# WLP009 is coopers yeast?



## ctagz (12/4/16)

Hey guys

So i reconditioned yeast from some coopers stubbies. I have read the forums but couldn't find an definitive answer if the coopers strain is the WLP009 Melbourne ale. I'm also under the impression that they use a different yeast for bottling from fermentation? Is this true, I'm getting an awful lot of similar traits from the recondition to the real stuff. 

TL;DR
Is coopers yeast WLP009
Is bottling yeast same as fermented
What is your max attenuation with it?

I recently made a SMaSH BB ale 5kg and 50g POR (under hopped but oh well)
Mashed @ 69c 60min 
Vourlauf approx 10L till clear adding hot water to "mash out"
Ended up with 22L in the fermenter... I know I have bad efficiency dw 

OG 1.048
FG 1.011
Attenuation 75% (used pure 02, third run using the reconditioned)
Fermeneted 16c 5days then raised to 20c

It's a sweet beer, messed up the bitterness. But fun none the less. What have you guys come up with using this reconditioned yeast?


----------



## Rocker1986 (13/4/16)

According to PB2 on the Coopers forum, the yeast in the bottles is the same as the yeast they use for primary fermentation. I don't know if it's the same as WLP009 as I've read conflicting ideas on that one.

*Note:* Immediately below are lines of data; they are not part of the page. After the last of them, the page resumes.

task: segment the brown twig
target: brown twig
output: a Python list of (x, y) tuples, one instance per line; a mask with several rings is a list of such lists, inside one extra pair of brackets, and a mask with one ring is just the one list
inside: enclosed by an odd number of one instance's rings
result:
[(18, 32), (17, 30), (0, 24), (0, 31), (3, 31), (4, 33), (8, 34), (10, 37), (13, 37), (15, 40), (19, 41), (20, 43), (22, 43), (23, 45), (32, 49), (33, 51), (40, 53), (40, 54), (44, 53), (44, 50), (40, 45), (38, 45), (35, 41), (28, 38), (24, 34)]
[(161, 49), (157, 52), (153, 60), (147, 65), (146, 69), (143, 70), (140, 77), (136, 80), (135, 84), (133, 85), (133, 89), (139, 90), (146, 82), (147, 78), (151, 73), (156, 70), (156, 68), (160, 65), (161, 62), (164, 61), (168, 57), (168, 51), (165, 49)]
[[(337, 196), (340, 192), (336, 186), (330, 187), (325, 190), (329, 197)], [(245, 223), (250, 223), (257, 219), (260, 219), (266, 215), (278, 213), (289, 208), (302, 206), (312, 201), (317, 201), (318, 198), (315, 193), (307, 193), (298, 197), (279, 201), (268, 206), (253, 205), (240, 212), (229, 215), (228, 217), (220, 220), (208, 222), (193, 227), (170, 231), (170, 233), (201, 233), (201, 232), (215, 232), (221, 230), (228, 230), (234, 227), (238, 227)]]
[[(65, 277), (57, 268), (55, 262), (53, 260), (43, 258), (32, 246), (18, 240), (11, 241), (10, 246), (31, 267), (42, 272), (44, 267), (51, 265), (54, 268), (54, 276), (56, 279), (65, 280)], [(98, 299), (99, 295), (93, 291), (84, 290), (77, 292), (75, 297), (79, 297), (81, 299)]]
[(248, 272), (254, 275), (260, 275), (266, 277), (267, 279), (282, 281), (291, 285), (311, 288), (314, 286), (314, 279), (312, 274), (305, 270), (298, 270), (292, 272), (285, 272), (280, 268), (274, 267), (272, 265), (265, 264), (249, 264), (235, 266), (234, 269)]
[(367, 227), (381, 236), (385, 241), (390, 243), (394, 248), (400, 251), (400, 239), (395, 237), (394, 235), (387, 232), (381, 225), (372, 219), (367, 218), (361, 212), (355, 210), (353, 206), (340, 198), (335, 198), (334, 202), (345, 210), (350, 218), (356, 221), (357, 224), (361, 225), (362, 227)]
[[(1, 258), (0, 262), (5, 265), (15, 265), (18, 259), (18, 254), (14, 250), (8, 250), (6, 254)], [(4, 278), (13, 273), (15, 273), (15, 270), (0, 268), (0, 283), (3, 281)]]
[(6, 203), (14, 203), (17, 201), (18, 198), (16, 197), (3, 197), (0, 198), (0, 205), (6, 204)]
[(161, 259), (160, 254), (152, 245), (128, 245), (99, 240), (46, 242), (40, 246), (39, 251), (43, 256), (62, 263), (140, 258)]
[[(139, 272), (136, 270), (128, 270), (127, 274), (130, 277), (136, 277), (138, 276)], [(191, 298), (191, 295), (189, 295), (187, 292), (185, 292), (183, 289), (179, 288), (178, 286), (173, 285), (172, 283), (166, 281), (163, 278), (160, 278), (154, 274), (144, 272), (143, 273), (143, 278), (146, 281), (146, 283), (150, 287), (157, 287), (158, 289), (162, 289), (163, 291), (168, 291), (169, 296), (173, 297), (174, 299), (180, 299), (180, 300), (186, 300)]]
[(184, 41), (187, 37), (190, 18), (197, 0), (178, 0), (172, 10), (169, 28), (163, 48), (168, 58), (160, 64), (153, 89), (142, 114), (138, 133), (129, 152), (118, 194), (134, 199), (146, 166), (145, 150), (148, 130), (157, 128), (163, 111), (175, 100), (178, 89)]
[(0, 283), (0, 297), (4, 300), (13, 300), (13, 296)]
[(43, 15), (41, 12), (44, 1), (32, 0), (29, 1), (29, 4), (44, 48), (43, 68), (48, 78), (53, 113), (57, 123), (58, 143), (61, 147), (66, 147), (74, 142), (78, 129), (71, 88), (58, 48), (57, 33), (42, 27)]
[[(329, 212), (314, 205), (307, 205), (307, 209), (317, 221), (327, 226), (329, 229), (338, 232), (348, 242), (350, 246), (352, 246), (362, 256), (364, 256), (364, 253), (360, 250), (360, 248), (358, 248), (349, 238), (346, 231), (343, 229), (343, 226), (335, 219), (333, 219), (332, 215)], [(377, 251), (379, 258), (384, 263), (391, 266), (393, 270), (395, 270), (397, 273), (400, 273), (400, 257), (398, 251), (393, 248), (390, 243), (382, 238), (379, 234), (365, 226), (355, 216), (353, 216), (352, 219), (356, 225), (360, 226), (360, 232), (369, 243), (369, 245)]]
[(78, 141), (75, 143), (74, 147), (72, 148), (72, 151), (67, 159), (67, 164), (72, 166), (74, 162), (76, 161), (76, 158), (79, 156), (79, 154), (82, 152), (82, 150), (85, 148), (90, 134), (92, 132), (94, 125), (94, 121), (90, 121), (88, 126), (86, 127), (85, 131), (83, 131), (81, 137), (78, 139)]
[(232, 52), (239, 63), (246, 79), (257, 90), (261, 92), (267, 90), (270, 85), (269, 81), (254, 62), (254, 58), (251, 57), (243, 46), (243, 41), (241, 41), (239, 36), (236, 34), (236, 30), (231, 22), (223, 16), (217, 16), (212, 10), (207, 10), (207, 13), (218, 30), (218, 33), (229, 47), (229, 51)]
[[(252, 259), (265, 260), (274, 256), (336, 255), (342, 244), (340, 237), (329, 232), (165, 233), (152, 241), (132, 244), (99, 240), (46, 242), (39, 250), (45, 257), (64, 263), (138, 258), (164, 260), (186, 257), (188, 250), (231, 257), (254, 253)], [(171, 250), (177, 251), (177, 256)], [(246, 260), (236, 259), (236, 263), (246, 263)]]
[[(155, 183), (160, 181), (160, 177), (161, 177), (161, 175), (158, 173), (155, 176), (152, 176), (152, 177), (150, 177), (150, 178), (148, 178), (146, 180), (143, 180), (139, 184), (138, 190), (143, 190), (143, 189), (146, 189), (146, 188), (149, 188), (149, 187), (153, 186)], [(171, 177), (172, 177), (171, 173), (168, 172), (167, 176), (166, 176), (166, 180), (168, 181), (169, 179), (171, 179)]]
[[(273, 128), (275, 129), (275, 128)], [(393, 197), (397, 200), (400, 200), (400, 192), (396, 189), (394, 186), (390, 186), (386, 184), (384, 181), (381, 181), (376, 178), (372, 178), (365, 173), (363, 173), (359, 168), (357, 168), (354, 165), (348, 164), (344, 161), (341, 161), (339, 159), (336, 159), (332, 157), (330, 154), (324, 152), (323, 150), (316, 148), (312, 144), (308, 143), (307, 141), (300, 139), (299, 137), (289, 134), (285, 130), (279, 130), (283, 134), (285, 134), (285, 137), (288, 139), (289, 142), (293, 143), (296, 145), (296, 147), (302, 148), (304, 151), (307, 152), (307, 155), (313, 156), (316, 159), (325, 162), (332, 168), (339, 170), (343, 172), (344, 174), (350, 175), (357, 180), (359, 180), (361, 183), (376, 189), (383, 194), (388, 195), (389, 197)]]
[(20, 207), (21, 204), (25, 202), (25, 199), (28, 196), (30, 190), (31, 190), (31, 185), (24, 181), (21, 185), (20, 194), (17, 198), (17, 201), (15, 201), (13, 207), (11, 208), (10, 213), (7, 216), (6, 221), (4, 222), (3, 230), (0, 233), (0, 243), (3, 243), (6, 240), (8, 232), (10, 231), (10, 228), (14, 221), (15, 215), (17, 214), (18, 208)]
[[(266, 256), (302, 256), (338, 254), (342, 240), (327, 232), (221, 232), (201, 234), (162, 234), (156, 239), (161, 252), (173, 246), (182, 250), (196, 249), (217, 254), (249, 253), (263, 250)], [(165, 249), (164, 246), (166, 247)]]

BTW, 009 isn't the Melbourne ale yeast; that one is WLP059.


----------



## Weizguy (13/4/16)

You not search much good. Taste comparison. (edit* Good enough for me).

Pls see here.

Ta, much.
Les


----------



## domix (8/3/17)

News on this:

https://www.whitelabs.com/yeast-vault

*UPDATE: White Labs is pushing ALL the yeast strains currently in The Vault into production. place an order now and get your strain delivered right to your doorstep! We’ll release two strains per week until the last one leaves The Vault. Once all the strains have been released, we’ll add the strains back into The Vault and continually add NEW strains as well. At that time, we will restore the pre-order minimum for a strain to go into production, so now is your chance to get these specialty strains without the wait.*
*Each week we will be cutting off orders for specific strains and pushing a new pair into production. After the cutoff date for your* *strain passes, you’ll receive an email notifying you the strain has gone into production along with an estimated ship date. Your credit card will be charged at this time.*
Full list on the website. Entry for 059:
A yeast isolated from Australia in the early 1900s. Similar to Melbourne No. 1 yeast. 
Check out Peter Symon's new book "Bronzed Brews" for recipes and more information on the strain. Peter has supplied the following recipe from 1916 for this strain:
http://www.whitelabs.com/sites/
default/files/1916_Tooths_Pale_Ale.pdf


----------



## Doctormcbrewdle (12/4/21)

So, is WLP009 Cooper's yeast, or?..


----------



## MHB (12/4/21)

According to George Fix (_An Analysis of Brewing Techniques_) Yes and George Fix isnt someone I would argue with.
That said, the book was published in 1997 since then Coopers have had atleast 1 major strain cleanup, and mayperhap whitelabs are still using their old referance culture so there could be slight difference - I just dont know.
Mind you it will be close and if you arent sure, the yeast in a Coopers bottle is the main brewing strain and it tends to reculture well. So either should get you where you want to go.
Mark


----------



## Doctormcbrewdle (12/4/21)

Thanks Mark, much appreciated mate


----------